Their beautiful world however comes crashing down when Dr. Shukla decides to get Sudha married. Sudha refuses to get married and Chander is entrusted with the responsibility of convincing Sudha of the alliance. At crossroads between societal pressures, Dr. Shukla’s blind trust on him, his own idea of pure love and his love for Sudha, Chander decides to sacrifice his love and convinces Sudha to marry where her father wants her to.
‘Both of us should be happy that we have this opportunity to prove to the world that our relationship has been pure, ethereal, intangible- that such a relationship is possible’
Sudha agrees to get married however both of them are not able to come to terms with it. Chander cannot bring himself to accept that Sudha is married and detests her. He decides to punish her by returning her letters and breaking all communication. But it only increases his restlessness and anger. He tries to find solace in Pammi’s love, but realizes he doesn’t love her. As Binti, Sudha’s cousin tries to help him, he misunderstand and insults her thus pushing away everyone. Sudha on the other hand is unable to accept Kailash as her husband and goes through her life simply fulfilling her duties as a wife and daughter-in-law longing for Chander. She tries to find solace in Religion however eventually withers away. The story ends with an epilogue, where we see Chander still struggling to come to terms with the reality of his life and Sudha’s death.
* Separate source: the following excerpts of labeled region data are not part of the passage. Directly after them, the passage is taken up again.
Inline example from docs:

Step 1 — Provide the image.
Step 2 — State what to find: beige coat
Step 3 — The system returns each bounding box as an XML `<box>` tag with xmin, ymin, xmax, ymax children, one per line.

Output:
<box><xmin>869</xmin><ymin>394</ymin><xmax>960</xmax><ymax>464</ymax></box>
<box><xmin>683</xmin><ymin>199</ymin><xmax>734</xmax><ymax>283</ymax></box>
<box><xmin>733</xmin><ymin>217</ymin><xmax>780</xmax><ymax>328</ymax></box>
The story is beautifully written. The author weaves Allahabad into the book with descriptions of the city, the parks and the color of the city in different seasons. The descriptions are so vivid, it almost seems it’s a city you know so well. Although the story has a tragic end, the love story that he spins is what stays with you till the end. Kudos to Ms. Saxena for the translating it so well. It is seamless and soulful.
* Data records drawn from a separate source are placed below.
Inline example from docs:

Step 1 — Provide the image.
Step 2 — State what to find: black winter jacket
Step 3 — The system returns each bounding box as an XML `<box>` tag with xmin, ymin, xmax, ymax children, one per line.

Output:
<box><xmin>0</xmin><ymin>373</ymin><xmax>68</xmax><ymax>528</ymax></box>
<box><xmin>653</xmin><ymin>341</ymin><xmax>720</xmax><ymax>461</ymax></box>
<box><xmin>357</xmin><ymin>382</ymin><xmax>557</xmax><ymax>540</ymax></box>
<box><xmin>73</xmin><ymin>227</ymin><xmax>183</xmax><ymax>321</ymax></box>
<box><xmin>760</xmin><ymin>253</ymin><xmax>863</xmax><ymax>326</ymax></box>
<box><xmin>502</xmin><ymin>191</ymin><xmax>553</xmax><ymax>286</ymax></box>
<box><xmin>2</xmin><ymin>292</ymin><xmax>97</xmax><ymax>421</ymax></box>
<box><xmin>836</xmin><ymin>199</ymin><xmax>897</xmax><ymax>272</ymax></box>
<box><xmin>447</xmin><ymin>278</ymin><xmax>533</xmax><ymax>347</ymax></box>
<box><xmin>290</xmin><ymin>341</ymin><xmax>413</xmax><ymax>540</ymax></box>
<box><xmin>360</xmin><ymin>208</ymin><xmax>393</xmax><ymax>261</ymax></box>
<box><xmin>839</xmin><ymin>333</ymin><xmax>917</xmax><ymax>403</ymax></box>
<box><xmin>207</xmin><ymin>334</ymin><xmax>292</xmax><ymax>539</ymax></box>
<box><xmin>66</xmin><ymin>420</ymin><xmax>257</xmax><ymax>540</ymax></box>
The writer through the story has very aptly described the society in the era the book belongs to. He makes a strong statement with characters such as Pammi, who is liberated and brave. Then there is Dr. Shukla who stops Binti’s wedding, when he finds her in-laws had lied to them, and allows her to study as much as she wants. He even agrees to get Binti married to someone out of caste. We also have Kailash, who refuses to burden the bride’s family with extravagant wedding preparations and gifts which was a norm at that time. What is commendable is that the writer had the courage to bring up these issues 66 years ago, issues which are a reality even today.
While some might find it difficult to relate to the story in today’s day and age of instant gratification. After all isn’t ‘Move On’ the mantra? I however urge you to read the book. Whatever be your definition of love, Chander & Sudha would surely move you.